Our favourite YouTube hit this week is an inspiring clip from a new film called Alive Inside.
Racing towards a million views and circulating quickly on Twitter, it follows the efforts of an American social worker called Dan Cohen and the author Oliver Sacks to explore the therapeutic benefits music can have on the elderly.
In the clip, a man called Henry is introduced. At first, he sits with his head on his desk, withdrawn and unable to communicate - a distant shadow, according to his daughter, of a man who once sang and danced his way through life.
Cohen and Sacks then hands Henry, who suffers from a degenerative disease, an iPod full of music from his era, and he instantly he begins to sing along and move in time to the music. What happens next is extraordinary.

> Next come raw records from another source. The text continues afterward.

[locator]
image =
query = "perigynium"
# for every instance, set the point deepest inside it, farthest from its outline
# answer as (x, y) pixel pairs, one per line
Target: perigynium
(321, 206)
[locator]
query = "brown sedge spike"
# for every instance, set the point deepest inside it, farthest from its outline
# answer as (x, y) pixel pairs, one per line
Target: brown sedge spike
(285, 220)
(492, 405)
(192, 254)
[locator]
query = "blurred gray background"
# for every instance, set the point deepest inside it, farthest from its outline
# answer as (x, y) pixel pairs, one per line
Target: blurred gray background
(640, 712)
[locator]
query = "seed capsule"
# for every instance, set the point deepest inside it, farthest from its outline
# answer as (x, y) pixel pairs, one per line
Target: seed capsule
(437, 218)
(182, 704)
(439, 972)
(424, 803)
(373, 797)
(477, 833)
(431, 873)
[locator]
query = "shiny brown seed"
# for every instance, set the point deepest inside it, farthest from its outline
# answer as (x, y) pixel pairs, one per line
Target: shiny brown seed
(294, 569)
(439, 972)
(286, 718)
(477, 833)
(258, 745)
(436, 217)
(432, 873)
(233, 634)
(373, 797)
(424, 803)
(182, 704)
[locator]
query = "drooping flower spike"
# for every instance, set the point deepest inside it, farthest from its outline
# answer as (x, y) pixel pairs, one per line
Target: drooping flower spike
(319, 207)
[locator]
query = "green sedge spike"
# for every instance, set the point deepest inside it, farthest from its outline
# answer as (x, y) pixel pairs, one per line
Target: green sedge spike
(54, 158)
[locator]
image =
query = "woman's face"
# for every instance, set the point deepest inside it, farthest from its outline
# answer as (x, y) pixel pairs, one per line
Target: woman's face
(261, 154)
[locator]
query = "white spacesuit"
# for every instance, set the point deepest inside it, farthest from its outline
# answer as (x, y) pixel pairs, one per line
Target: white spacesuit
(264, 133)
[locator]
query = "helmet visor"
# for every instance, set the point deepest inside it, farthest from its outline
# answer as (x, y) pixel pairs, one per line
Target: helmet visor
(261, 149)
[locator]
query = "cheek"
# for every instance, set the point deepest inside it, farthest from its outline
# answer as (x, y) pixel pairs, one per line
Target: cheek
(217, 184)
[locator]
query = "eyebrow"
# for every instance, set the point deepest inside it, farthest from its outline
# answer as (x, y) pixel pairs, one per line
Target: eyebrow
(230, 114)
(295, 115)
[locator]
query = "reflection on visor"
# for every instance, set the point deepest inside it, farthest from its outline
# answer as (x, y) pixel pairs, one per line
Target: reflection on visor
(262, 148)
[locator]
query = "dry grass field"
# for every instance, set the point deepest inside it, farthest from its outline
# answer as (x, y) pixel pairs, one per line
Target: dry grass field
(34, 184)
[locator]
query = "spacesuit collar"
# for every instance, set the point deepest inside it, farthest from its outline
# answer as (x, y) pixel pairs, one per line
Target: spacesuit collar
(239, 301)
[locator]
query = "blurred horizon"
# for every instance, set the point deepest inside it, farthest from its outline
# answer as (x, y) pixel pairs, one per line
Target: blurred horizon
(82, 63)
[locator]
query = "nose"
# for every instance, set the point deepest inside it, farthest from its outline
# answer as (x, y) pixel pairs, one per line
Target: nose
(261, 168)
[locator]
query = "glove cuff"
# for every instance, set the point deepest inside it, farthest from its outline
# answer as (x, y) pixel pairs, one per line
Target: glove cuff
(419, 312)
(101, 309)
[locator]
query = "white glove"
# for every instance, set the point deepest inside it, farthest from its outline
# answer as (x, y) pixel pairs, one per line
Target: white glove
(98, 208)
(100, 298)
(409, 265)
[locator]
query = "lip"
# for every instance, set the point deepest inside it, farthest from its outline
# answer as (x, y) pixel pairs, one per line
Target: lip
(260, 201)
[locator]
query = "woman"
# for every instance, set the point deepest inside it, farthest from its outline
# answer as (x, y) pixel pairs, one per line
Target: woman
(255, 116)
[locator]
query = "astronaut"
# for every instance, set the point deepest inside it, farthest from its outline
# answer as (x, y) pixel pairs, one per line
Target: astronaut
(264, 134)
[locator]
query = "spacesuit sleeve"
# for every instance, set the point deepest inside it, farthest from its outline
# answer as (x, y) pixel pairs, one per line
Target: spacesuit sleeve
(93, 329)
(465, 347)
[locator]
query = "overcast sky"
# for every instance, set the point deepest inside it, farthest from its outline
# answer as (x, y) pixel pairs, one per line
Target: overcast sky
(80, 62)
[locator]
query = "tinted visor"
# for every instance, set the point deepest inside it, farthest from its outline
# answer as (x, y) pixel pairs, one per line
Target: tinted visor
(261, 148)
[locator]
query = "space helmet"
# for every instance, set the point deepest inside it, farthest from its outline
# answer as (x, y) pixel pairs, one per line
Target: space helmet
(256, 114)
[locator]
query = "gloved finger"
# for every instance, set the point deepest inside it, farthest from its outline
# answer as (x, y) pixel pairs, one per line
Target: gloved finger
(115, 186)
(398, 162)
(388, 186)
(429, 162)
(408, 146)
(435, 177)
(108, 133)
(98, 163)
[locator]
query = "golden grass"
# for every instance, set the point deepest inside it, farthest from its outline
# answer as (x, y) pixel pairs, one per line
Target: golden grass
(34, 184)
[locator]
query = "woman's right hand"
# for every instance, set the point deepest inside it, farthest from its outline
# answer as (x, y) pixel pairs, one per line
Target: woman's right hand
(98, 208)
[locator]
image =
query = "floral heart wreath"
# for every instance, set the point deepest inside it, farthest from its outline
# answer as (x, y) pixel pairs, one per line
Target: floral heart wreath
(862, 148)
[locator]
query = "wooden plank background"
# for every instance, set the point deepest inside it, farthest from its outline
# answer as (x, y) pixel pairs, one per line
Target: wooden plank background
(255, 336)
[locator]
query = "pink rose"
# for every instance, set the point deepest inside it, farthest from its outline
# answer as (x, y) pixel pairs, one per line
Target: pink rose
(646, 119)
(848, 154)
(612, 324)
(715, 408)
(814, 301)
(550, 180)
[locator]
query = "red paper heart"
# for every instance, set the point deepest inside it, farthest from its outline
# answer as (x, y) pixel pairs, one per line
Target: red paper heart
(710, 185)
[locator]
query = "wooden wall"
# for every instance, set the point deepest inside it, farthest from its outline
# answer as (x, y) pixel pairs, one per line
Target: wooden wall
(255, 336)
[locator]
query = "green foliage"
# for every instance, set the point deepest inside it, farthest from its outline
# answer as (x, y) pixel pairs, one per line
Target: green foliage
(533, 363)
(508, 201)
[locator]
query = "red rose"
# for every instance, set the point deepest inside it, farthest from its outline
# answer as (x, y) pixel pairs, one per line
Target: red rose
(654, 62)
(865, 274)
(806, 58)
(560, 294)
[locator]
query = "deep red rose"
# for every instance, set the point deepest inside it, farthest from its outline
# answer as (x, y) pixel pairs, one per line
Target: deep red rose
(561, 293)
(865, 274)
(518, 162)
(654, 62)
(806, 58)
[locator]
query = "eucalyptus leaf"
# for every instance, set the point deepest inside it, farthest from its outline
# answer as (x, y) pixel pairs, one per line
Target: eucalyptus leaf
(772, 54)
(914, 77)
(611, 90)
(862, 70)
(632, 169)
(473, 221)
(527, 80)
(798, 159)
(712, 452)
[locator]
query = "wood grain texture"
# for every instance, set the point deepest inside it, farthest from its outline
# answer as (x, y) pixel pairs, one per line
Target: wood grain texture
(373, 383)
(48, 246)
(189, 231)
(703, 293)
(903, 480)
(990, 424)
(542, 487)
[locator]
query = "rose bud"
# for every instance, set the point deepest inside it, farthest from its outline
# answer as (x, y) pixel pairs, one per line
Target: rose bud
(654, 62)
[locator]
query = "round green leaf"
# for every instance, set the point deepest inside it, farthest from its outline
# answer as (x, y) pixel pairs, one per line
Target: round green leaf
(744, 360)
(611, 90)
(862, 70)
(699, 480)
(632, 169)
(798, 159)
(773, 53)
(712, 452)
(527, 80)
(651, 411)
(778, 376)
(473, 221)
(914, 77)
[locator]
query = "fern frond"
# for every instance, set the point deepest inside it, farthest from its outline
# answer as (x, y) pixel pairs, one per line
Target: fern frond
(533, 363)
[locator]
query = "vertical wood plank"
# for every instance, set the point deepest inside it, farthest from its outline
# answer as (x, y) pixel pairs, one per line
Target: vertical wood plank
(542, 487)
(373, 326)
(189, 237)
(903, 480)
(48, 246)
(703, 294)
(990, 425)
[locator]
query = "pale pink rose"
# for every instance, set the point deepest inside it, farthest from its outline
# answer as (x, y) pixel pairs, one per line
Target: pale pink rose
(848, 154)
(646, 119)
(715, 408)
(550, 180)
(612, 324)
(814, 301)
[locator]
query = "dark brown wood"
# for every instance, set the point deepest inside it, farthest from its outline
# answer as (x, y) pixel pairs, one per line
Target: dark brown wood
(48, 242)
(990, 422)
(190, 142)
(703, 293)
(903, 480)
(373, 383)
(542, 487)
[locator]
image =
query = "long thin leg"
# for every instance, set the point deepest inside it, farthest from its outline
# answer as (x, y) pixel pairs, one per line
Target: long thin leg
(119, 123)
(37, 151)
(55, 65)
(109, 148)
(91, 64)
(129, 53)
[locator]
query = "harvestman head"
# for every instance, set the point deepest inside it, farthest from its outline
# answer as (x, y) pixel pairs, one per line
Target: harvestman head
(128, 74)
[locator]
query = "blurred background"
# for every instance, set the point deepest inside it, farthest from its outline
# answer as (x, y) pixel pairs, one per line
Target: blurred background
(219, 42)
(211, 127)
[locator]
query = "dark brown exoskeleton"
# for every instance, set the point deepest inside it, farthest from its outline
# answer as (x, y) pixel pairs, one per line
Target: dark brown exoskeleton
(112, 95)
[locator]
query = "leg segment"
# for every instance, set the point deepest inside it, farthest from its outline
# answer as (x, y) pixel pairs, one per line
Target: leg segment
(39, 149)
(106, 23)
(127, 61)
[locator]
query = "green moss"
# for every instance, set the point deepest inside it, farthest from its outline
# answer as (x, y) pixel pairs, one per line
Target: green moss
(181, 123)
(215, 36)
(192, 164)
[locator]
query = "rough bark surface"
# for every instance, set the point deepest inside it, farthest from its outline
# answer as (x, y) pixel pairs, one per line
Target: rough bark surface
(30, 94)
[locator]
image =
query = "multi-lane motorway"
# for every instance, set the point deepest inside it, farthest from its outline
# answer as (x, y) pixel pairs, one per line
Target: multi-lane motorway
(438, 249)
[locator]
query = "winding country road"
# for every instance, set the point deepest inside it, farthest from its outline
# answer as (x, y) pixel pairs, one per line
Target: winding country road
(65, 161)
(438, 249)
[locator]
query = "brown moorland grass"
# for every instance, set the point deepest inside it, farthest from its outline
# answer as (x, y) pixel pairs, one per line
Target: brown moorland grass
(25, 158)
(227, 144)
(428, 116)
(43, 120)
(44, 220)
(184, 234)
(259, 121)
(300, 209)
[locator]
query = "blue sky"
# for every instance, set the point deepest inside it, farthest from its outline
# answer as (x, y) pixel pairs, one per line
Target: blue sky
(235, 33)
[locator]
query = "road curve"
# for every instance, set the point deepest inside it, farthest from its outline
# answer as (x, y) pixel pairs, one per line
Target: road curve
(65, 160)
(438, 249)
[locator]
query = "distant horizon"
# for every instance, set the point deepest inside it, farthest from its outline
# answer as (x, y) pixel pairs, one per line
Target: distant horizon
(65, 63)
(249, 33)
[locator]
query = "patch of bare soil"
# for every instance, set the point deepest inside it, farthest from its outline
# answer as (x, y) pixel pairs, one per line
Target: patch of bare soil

"Immediately he lights up. His face assumes expression, his eyes open wide...he's being animated by the music," as Sacks describes it.
Henry then appears to be a man transformed, and goes on to speak passionately about his favourite music and the affect it has had on him.
The effect on Henry seems to support many of the theories Sacks put forward in his 2007 book Musicophilia: Tales of Music and the Brain in which he argued that music is intrinsic to our neurological makeup and can be used as treatment.
Whatever the science, it's a remarkable and moving moment that highlights how powerful music - and perhaps art in general - can be.
Cohen's Music & Memory organization is soliciting donations of used and new iPods to put music in the hands of nursing home patients across the country. His documentary Alive Inside is slated to premiere on 18 Apri at the Rubin Museum in New York.